Dona Fideralina - Texto: Raquel de Queiroz
Em uma conversa sobre mulheres, feminismo e literatura chegamos às matriarcas nordestinas. Partimos da ideia tradicional da "mulher brasileira",figura poderosa, sedutora e dona de uma linguagem corporal que desafiaria os modelos clássicos da mulher oprimida dos países metropolitanos. É uma imagem que, apesar de não corresponder necessariamente à realidade da vida social brasileira, não deixa de ter uma imensa força simbólica no nosso imaginário cultural. Procuramos então suspender qualquer juizo de valor sobre a justeza da idéia que se faz sobre a "mulher brasileira" e pensar qual seria a versão nacional correspondente à mulher européia da era vitoriana. Foi neste ponto que vieram à tona,de forma quase inesperada, os feitos e as figuras de personagens com D. Federalina de Lavras, D. Barbara de Alencar ou a mais obscura Marica Macedo até hoje lembradas e recriadas nas histórias da região do Cariri. Foram elas matriarcas semi-lendárias, proprietárias de terra e gado no interior do sertão longe das pretenções fidalgas das Casas Grandes da zona açucareira. Levavam uma vida rústica relativamente distante dos padrôes culturais europeus que, na época, moldavam as sociedades do litoral nordestino. No sertão, exerciam grande poder de liderança, tendo controle total de seus feudos regionais.
Tá aqui que Dona Federalina mandou ...
Dona Federalina reuniu no Sítio do Tatu os cem cabras que havia conseguido juntar com a ajuda de outros coronéis da região. Deu ordens para que seguissem rumo a Princesa, na Paraíba. O grupo de cangaceiros iria vingar a morte de seu nego, Ildefonso Lacerda Leite, médico que logo após formado pela Faculdade de Medicina do Rio de Janeiro, começou a exercer a profissãoem Princesa, terra de seu pai, Luís Leônidas Lacerda Leite (Legítimo Ladrão de Lavras - diz o povo), marido de Joana Augusto Leite, filha de Federalina.

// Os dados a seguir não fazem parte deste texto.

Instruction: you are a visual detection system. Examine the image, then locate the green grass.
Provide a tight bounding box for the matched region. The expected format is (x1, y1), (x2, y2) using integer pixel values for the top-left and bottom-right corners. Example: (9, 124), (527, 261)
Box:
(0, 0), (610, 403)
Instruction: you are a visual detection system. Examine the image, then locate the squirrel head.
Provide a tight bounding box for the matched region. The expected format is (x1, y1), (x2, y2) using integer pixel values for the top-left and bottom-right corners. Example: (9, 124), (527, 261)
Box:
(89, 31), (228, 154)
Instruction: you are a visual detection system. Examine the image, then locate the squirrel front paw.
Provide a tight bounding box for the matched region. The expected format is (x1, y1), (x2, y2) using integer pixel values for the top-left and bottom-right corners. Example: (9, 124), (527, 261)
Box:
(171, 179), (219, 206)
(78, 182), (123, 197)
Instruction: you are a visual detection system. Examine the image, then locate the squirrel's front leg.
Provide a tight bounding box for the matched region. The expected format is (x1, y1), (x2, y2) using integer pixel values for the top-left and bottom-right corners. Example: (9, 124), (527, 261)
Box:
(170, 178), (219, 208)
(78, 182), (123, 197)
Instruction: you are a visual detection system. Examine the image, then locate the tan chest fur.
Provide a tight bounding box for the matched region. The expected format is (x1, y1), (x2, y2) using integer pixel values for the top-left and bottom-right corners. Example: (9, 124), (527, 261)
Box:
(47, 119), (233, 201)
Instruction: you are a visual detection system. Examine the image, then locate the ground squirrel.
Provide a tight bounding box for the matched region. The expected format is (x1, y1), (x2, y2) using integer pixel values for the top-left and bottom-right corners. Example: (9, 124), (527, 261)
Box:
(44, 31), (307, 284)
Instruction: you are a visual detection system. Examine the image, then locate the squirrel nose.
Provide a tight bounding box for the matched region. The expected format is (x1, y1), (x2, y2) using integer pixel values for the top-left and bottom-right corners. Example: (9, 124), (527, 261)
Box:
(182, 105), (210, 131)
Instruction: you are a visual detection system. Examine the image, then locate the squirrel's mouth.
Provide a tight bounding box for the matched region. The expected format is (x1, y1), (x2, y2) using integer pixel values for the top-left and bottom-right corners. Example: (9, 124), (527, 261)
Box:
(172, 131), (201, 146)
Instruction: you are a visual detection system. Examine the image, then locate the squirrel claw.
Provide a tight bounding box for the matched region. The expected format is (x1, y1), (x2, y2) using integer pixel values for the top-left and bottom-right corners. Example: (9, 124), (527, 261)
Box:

Lá, Ildefonso casou-se com Dulce Campos, filha de um chefe político do município, coronel Erasmo Alves Campos. Com esse casamento, o Doutor precipitava a própria sorte. Manoel Florentino desejava ter Dulce por esposa. Enraivado vendo-a casar-se com o forasteiro Ildefonso resolveu vingar-se. Junta-se a José Policarpo, ex-aluno do Seminário da Paraíba, ligado ao vigário de Princesa, Manoel Raimundo Donato Pito. O vigário se opunha ao doutor, acusando-o de ateu. Em 6 de janeiro, feriado do Dia de Reis, Florentino e Policarpo mataram, com uma punhalada no peito e um tiro no coração, o nego de Federalina. O moço ia à farmácia providenciar remédios para acudir aos antojos da mulher. Após o crime tentaram os criminosos enterrar o cadáver. Mas, por imperícia, deixaram o corpo com os pés de fora.
Vingança pior aguardava a dupla de assassinos. A velha Fidera despachara o seu estranho exército com a incumbência de lhe trazer as orelhas de cada um dos assassinos do neto. Não era à toa que se dizia nas Lavras que a velha do Tatu rezava toda noite num rosário feito das orelhas de seus inimigos mortos: queria aumentar a coleção.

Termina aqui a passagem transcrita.